In her exhibition ‘Flash’ dark threatening colours consciously form a deep contrast to the technical and pictorial lightness of Krüger’s works. This latent threat is shown in Glow Star by contradicting a contemporary motive with a monochrome and rather classical composition using the language of traditional portraits. The reduction of colour and abstraction of spatial aspects towards a pure emotional space therefore focus on the inner moments of the motives shown (Break).
2007, There is no place like home, Gallery Filipp Rosbach, Leipzig
Intensifying the subject of her previous work, Marianna Krueger’s »There is no place like home« further explores identity through the aspect of Heimat. Its motives are equally associated with specific places and surroundings (Ausflug, Beste Freunde) as well as focused purely on the inner landscape of human mankind (There is no place like home).
The exhibits don’t try to articulate a specific narrative. They rather discuss the ambivalence ofHeimat in terms of self-sufficient social and cultural environments and the current language of multimedia imagery, which creates an illusion of identity (Born on 1st of June 1926). Origin as a personal place dissolves into the aspect of individual lifestyle. Traditional values as individual memories of social matrix (Partisan, Romeo & Julia) are dwarfed to fragments of associated personality.

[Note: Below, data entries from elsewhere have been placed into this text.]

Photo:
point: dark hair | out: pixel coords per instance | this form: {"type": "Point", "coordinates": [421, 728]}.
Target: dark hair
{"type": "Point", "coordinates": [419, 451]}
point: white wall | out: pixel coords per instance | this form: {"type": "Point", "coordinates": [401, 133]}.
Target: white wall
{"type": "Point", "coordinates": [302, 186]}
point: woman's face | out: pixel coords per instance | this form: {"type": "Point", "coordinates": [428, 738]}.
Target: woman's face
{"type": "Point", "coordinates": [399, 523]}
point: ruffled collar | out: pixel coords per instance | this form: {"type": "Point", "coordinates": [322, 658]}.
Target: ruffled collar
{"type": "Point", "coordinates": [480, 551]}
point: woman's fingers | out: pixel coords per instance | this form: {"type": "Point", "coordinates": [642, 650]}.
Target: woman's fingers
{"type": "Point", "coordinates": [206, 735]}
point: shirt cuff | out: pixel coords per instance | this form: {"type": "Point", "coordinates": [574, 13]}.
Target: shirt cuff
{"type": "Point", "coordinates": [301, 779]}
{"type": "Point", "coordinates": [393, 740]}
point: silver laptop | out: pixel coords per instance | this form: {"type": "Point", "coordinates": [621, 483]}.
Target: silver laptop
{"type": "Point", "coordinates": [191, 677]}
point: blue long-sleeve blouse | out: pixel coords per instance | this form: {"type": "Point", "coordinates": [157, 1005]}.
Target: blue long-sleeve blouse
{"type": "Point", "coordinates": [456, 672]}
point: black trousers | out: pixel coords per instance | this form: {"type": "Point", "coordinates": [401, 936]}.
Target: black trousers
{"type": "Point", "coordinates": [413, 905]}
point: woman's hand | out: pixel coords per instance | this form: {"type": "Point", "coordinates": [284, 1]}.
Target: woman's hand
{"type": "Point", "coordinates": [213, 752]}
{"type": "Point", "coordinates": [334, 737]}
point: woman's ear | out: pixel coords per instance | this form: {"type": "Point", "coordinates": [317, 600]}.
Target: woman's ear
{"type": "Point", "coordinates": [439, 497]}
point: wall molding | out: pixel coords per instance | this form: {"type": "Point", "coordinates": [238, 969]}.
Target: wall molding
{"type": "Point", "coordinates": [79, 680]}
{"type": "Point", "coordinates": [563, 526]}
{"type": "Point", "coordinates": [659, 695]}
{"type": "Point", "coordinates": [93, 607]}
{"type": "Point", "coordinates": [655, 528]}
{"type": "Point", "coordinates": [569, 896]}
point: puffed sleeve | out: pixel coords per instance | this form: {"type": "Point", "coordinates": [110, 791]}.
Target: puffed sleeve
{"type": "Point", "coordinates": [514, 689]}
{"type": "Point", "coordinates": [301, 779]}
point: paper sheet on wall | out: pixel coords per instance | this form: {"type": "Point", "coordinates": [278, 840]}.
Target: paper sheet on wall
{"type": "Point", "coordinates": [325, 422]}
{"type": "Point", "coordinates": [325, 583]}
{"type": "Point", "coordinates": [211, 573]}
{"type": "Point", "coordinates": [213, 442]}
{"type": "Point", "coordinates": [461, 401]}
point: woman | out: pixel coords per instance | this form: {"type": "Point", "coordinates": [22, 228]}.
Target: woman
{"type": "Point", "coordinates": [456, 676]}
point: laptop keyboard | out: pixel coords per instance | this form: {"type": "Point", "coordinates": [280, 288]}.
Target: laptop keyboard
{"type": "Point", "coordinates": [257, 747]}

2006, In your eyes, Gallery Wolfgang Gmyrek, Düsseldorf
We encounter insecurity and longing concerning the ideal of eternal youth and beauty as well as the inability to accept the natural look and therefore evolution of human mankind. The painting OP shows this contradiction through the patient’s smile after surgery: Is it happiness, or relief, being closer to the personal ideal? Or do we face insecurity and fear because of the still uncertainty of the final result? Catwoman pushes the border of the individual ideal to a fictional and incomprehensible dimension. The painting describes Jocelyn Wildenstein’s, known as Wildenstein’s bride in reference to Frankenstein’s bride, painful process to a doubtful final result.
Yet Marianna Krüger’s exhibition stresses the aspect of humanity in terms of evolution in contrast to imperfection of modern society and media imagery as in Russian Song. Natural beauty evolves into hope of emotional complexity and depth. Individualism.